Wenn die Stadt die Fernwärme erworben hat, können wir auch eine Fernwärmestrategie umsetzen. Aber bis dahin ist die Stadt nicht untätig. Wir haben aus der Anfrage erfahren, dass das Wärmekataster jetzt vorgelegt wird. Wir haben auch erfahren, dass bereits 61 Prozent der Gebäude an der Fernwärmetrasse energetisch saniert sind. Den Löwenanteil dieser Arbeiten und der Häuser macht die SAGA und das ist gut so.

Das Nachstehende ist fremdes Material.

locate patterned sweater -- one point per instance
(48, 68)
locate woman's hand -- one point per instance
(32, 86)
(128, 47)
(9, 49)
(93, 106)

(Beifall bei der SPD und den GRÜNEN)

Wir binden bereits die Abwärme in die Fernwärme ein, und zwar Abwärme aus der Müllverbrennungsanlage in der Borsigstraße, die jetzt auch der Stadt gehört. Insofern stimmt es einfach nicht, wenn Sie behaupten, dass das Thema Abwärme vernachlässigt wird. Was zum Beispiel Aurubis macht, ist durchaus offen. Das Unternehmen hat mehrere Optionen, die Abwärme in Nahwärmenetze einzuspeisen. Ein Antrag liegt der Stadt nicht vor; das

haben Sie auch gelesen. Wir alle wissen aber auch, dass es Gespräche zwischen Vattenfall und Aurubis gibt, um die Wärme in Richtung Osten zu nutzen. Denn die Wärme von Aurubis ist aufgrund der Bedingungen, die Sie bestreiten, sicher nicht geeignet, das Kraftwerk Wedel im Westen zu ersetzen. Das sind nun einmal unterschiedliche Temperaturen und das geht eben nicht so.

Wir überweisen die Anfrage nicht, wollen uns aber zu gegebener Zeit damit beschäftigen, was der Senat uns in diesem Jahr noch für den Ersatz des Kraftwerks Wedel und den weiteren Fortschritten bei der Fernwärme vorlegt. – Vielen Dank!